These posters help highlight the benefits of removing Melbourne’s level crossings. I worked with my art director in the concept stage to find the right composition and feel. After a photoshoot, I retouched the shots and designed the layout. This layout was then adapted across poster, billboard and digital specs.
Adaptable Press Layout
I also designed a press layout, reflecting what we were doing with the primary key visual. As these press ads tend to get very information heavy, I split the elements into easily digestible snippets, using colourful icons and box systems to house each bit of information. These were set up into a template that could be adapted for a variable amount of content.
LXRA Office Fitout
The Level Crossing Removal Authority needed something for their new office walls. This would be a mix of photography and graphical elements: reflecting ongoing planning and construction work.
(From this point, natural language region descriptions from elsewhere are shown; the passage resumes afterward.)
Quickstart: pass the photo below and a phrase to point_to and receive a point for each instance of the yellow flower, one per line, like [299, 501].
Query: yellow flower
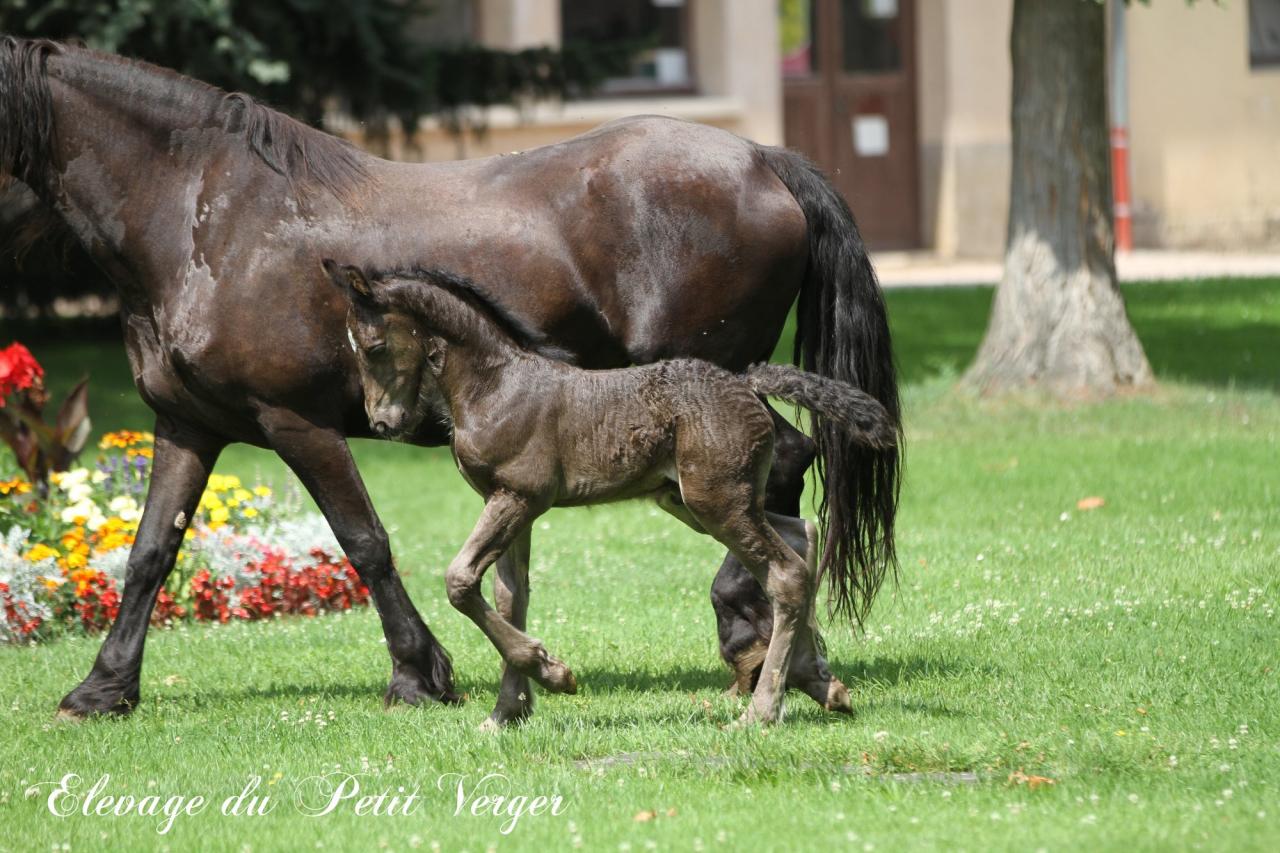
[124, 438]
[17, 486]
[40, 551]
[223, 482]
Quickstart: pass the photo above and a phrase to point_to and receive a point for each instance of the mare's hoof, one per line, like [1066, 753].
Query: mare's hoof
[73, 710]
[557, 678]
[837, 698]
[97, 698]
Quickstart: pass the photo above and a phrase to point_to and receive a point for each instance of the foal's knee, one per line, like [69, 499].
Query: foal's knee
[791, 585]
[460, 584]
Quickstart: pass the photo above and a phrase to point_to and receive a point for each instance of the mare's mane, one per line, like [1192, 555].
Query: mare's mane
[304, 155]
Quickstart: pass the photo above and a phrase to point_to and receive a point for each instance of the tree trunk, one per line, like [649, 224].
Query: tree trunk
[1059, 320]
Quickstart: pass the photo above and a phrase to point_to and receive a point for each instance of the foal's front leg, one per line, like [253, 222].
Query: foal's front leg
[506, 516]
[511, 593]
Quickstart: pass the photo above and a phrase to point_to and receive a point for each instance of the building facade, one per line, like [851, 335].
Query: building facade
[905, 103]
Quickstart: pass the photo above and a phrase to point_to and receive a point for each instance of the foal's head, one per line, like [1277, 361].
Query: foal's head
[398, 360]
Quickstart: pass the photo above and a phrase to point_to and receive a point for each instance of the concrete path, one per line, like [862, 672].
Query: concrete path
[923, 269]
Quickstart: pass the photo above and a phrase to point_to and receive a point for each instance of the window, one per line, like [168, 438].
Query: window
[658, 28]
[798, 28]
[872, 36]
[1264, 32]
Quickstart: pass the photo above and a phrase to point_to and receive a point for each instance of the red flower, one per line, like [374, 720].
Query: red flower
[18, 370]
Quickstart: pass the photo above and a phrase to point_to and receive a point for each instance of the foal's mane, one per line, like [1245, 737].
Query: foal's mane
[305, 156]
[474, 300]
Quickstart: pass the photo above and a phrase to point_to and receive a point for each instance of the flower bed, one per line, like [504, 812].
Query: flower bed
[247, 553]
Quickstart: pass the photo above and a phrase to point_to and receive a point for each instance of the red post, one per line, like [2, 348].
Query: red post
[1120, 187]
[1121, 200]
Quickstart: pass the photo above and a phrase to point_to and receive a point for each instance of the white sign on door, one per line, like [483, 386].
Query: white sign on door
[871, 136]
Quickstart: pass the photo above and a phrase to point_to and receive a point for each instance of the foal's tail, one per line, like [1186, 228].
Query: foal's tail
[842, 332]
[863, 419]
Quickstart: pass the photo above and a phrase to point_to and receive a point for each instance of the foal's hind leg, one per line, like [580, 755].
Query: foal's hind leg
[782, 574]
[506, 516]
[730, 509]
[743, 612]
[809, 670]
[511, 593]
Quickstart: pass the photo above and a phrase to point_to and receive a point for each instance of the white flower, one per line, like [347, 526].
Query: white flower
[78, 510]
[68, 479]
[124, 507]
The office was open and light-filled: heavy graphics wouldn’t be appropriate. These needed to be visually strong, but not overpoweringly so.
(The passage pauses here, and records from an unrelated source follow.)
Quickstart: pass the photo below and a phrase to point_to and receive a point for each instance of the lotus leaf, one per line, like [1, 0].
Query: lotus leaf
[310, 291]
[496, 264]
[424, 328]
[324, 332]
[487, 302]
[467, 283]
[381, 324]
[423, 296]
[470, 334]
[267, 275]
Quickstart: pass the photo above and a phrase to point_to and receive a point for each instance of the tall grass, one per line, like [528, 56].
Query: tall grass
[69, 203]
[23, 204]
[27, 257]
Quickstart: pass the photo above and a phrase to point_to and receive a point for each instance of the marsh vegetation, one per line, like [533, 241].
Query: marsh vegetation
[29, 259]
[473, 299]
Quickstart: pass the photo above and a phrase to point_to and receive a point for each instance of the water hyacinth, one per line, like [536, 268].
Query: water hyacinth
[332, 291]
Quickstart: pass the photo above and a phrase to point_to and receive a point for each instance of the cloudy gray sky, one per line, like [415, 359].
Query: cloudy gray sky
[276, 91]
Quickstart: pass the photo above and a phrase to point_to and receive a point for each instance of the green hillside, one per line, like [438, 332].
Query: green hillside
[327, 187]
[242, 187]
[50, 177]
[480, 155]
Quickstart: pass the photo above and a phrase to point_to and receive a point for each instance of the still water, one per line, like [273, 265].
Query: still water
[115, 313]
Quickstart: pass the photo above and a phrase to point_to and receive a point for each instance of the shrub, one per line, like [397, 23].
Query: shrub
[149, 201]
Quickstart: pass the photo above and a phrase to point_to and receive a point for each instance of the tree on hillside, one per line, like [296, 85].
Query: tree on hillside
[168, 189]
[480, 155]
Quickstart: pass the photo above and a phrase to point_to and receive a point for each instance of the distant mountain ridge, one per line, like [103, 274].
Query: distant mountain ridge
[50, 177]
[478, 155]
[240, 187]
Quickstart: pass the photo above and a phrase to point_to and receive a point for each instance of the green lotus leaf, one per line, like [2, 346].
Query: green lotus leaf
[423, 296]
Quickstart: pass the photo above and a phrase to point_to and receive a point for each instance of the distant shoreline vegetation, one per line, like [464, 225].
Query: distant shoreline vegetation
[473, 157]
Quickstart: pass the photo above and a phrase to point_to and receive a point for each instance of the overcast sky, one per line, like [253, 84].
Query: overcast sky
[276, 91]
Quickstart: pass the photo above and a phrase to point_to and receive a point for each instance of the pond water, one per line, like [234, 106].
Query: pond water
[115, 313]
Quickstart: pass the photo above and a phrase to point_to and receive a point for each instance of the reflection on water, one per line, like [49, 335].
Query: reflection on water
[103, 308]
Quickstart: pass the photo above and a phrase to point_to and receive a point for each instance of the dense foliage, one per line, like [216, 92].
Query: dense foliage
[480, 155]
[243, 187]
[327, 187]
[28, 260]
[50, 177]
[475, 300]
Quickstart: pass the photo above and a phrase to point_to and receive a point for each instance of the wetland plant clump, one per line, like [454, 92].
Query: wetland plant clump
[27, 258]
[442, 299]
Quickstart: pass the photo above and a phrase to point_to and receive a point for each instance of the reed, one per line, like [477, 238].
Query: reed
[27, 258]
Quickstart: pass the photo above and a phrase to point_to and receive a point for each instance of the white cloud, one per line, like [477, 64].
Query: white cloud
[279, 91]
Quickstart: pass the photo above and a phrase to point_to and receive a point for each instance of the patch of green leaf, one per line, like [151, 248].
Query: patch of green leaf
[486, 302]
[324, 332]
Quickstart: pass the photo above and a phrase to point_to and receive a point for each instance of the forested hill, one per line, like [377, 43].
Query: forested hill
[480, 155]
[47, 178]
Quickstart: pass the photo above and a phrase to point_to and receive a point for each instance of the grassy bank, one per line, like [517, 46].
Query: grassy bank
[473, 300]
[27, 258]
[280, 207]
I creating a connecting dots pattern to tie together all walls and elements. Each crossing to be removed is represented by a closed circle, connected to each other via their railway lines. These are then cross connected to create the finished pattern, representing the connection between railway lines and their relationship between each another.
It was important for the artwork to retain as much white space as possible. With that in mind, I created sets of shapes for each level.
Level 9 has tall diagonal stripes, reminiscent of the pattern found on level crossing barriers. Level 10 has angular triangles converging to a point, directly derived from the visual perspective of a platform’s safety yellow line.
The frosted windows are set up as a cropped preview of a specific railway line, with the crossings to be removed marked.
While each level has it’s unique shape, they share treatment, elements and the connecting dot pattern. I selected colours that complement and tie in directly with the office furniture each individual wall sits next to.
I mapped the office so that each area has a specific line assigned to it. So, imagery of construction on the Frankston Line has frosted glass of the Frankston line next to it. And so on.
This pin wall is one of the first things seen on arrival at the office. Each of the 50 crossing sites is represented by a large pin bolt, and physically linked to each other along their railway line. As each crossing is removed, each pin will be replaced with a green pin.